In a recent conversation with The Bulwark’s Andrew Egger, conservative commentator and fellow Bulwark contributor Bill Kristol gleefully listed President Donald Trump’s numerous humiliations.
“The ballroom is twice as expensive, contrary to his statements,” Kristol told Egger. “It turns out ... The Washington Post reports it's much more expensive than he said, and we're already spending taxpayer money on it.” After repeating Trump’s claim that no taxpayer money would be spent on the ballroom, Kristol added that “they've already spent tens of billions, I think, on this ballroom, which isn't built yet and may not get built, since their court case is pending.”
Kristol did not end his analysis there.
“All their other wonderful schemes — the children's $50 bill, the triumphal arch — thank god, are not being built yet,” Kristol told Egger. “So, yeah, it's nice to see some failures, especially — well, it's unfortunate when it hurts the United States, obviously, since he is president, so it's hard to avoid that to some degree. But certainly in these things that are pure megalomaniacal grandiosity on his part, to see them fail in somewhat amusing fashion is a good thing.”
From there, Kristol pivoted to Trump’s beleaguered reflecting pool — which has now changed from a crystal blue color prior to Trump’s interventions to an algae-filled green afterward — and Trump’s planned triumphal arch.
Kristol told Egger: “I really think that thing can be stopped, and I'm going to spend a lot of time over the next — I'm going to bore people in the newsletters going on about various efforts to stop it and why it has to be stopped and why it would be such a desecration to have it looming over Arlington Cemetery and the Lincoln Memorial.”
At the same time, Kristol agreed with Egger that the one advantage of the triumphal arch being built is that it would give Americans something to tear down, similar to the destruction of the statue of Saddam Hussein in Baghdad’s Firdos Square after he was deposed in 2003. To illustrate why this would be a relief for people, Kristol quoted a Latin phrase that means “condemnation of memory.”

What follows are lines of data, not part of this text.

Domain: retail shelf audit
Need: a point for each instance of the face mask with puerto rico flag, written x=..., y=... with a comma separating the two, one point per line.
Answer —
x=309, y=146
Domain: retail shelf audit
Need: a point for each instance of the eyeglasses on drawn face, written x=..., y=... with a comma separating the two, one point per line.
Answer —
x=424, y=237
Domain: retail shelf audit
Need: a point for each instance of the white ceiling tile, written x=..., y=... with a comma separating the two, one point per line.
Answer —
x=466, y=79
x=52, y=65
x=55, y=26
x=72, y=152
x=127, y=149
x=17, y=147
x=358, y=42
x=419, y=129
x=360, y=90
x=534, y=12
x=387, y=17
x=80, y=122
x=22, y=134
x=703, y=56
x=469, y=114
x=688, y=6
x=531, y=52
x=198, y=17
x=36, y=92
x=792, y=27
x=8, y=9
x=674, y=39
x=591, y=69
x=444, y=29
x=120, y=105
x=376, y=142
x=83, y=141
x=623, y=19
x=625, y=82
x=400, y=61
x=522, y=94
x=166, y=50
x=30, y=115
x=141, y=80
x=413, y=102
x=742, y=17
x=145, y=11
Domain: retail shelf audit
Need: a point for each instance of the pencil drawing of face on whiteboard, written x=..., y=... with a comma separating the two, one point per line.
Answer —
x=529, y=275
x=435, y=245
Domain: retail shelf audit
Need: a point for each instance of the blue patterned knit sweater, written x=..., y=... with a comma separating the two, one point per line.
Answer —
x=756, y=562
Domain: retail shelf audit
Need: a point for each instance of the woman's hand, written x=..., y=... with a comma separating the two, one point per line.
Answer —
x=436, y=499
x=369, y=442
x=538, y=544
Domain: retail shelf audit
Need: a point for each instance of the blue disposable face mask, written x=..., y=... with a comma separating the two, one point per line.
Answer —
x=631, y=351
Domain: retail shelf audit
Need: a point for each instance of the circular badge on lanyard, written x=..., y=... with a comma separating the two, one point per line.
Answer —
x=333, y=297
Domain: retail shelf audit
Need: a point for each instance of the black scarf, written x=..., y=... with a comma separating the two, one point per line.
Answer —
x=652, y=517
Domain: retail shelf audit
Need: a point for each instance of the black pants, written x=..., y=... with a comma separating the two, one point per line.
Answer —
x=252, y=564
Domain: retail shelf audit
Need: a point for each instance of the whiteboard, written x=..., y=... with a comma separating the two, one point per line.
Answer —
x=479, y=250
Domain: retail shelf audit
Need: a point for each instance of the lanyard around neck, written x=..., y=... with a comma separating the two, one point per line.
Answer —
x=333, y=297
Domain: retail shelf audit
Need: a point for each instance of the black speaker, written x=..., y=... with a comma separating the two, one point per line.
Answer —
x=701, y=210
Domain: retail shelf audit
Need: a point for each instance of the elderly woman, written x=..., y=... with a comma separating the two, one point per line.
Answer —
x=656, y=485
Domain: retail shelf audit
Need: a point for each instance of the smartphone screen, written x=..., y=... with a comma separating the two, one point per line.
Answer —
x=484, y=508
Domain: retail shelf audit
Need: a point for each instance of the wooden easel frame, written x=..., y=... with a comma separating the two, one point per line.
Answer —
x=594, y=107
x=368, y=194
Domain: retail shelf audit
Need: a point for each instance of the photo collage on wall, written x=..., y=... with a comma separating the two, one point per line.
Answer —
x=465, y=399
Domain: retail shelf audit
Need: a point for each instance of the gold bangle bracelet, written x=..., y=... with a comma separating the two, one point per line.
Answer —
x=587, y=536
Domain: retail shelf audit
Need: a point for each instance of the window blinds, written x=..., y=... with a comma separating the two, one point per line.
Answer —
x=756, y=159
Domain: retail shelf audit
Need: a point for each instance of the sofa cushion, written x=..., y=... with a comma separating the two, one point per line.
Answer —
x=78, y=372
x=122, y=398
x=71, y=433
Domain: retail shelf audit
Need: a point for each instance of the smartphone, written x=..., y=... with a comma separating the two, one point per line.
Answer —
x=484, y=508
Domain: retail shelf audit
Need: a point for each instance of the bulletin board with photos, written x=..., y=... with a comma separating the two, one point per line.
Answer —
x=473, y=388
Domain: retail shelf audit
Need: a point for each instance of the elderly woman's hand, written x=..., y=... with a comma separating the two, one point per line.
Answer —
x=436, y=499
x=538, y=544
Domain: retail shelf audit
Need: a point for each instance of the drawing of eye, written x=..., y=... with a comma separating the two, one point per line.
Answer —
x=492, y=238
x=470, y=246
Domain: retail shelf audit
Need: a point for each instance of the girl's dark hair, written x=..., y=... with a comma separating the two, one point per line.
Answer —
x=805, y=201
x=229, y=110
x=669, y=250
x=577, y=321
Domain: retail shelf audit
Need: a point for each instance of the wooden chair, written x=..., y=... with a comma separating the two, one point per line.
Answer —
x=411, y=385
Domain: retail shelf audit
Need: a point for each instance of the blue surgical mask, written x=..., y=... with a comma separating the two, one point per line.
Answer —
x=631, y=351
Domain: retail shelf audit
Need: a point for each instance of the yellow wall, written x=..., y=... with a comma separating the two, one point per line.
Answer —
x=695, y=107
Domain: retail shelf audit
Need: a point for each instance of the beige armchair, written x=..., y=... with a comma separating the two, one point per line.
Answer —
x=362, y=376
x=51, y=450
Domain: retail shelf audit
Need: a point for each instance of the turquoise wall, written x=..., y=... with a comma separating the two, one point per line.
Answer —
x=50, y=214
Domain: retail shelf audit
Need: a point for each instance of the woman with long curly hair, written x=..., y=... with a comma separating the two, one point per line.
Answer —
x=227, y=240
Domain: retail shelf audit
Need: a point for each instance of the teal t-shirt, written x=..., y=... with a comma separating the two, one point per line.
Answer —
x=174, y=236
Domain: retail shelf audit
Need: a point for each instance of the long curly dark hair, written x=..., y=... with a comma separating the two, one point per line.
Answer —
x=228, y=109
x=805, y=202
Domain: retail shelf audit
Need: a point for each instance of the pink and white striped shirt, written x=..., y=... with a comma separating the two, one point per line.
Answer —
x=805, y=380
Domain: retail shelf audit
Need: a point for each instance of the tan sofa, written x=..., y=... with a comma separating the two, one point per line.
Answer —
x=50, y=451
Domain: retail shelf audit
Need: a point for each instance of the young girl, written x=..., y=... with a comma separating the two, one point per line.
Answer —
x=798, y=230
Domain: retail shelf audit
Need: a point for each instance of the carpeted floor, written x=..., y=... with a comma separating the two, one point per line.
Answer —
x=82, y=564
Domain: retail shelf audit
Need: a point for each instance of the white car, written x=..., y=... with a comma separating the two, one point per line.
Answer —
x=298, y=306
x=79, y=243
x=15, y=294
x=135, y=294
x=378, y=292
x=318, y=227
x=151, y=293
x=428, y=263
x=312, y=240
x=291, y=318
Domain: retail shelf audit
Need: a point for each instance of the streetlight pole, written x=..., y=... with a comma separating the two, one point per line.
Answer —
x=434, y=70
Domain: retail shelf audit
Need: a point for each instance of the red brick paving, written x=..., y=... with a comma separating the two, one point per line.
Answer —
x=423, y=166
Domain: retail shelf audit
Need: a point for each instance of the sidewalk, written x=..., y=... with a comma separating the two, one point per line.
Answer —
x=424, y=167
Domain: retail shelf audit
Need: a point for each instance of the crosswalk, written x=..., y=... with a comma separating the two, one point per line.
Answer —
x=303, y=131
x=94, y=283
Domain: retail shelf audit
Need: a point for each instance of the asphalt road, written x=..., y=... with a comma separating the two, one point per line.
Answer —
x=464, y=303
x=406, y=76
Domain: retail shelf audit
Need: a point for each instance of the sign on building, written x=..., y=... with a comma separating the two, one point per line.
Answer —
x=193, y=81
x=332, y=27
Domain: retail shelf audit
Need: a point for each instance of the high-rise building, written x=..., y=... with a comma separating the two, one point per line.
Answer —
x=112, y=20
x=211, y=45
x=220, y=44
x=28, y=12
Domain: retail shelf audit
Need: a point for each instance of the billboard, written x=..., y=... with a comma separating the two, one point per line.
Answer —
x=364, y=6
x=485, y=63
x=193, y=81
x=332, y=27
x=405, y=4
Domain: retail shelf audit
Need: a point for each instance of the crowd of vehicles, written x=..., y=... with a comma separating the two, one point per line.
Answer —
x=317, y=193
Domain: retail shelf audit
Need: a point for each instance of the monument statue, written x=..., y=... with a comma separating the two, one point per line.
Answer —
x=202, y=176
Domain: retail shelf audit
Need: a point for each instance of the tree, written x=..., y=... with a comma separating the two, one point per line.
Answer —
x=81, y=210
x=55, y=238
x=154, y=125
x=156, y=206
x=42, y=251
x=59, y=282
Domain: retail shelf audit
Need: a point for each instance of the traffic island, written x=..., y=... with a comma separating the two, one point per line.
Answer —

“That's one of these sort of ‘pulling down the statues of Saddam’ type — yeah, no, well, certainly if he does build it, we need to have a — what's the Latin phrase — damnatio memoriae, I guess, which I've come across, other people have used,” Kristol said. “It turns out it's one of these Latin phrases that isn't actually from antiquity — it was invented in the 16th century. I mean, it's correct Latin, they just didn't — they used the concept in antiquity, where they would erase very bad emperors' faces from monuments and so forth.
He added, “And it was extended also to: let's just get rid of anything that reminds us of these people.”
The Daily Beast’s Windsor Mann explained last month that Trump is building memorials to himself now, even though these are usually done after a president has died and his legacy is secured, because he wants to guarantee that he is remembered regardless of his many scandals and policy failures.
“Donald Trump’s two favorite things are himself and money,” Mann wrote. “Now he has decided to combine the two. Indeed, for the first time in history, the sitting president is adding his signature to our paper currency. Trump’s name will be on your money, which is his way of saying that he owns you.”
He added that Trump also tried unsuccessfully to rename the John F. Kennedy Center for the Performing Arts so it would include his own name, successfully altered the U.S. Institute of Peace to include his name and is trying to rename Penn Station after himself. Even before his second inauguration, House Republicans pushed legislation to rename Washington Dulles International Airport the “Donald J. Trump International Airport,” while in November “Florida State Rep. Meg Weinberger introduced a bill to rename the Palm Beach International Airport as another ‘Donald J. Trump International Airport.’ Sure, why not?”
Trump even reportedly convinced cryptocurrency investors to install a $300,000 two-story tall statue of himself on his Doral, Florida golf course.
“It is, like the man it commemorates, vulgar and excessive,” says Mann. “... The way to Trump’s heart is through his ego, and nothing satiates his ego as much as a graven image made in his image and at someone else’s expense.”
Mann pointed out that previous memorialized presidents like George Washington, Thomas Jefferson and Abraham Lincoln were memorialized “once public opinion and historians have had time to reach a consensus as to whether their contributions merit commemoration.” Because Trump is not going to be remembered in the favorable light as those three presidential predecessors, Mann argued he is likely trying to guarantee some immortality by throwing as much as he can at the wall to see what sticks.
“After all, what if we built a statue of someone who turned out to be in the Epstein files or who, after losing an election, tried to overthrow our democracy?” Mann pointed out. “It would be costly and tedious to dismantle a statue of such a person after these revelations surfaced. Perhaps Trump realizes this, which is why he’s building not one monument to himself but scores of them.”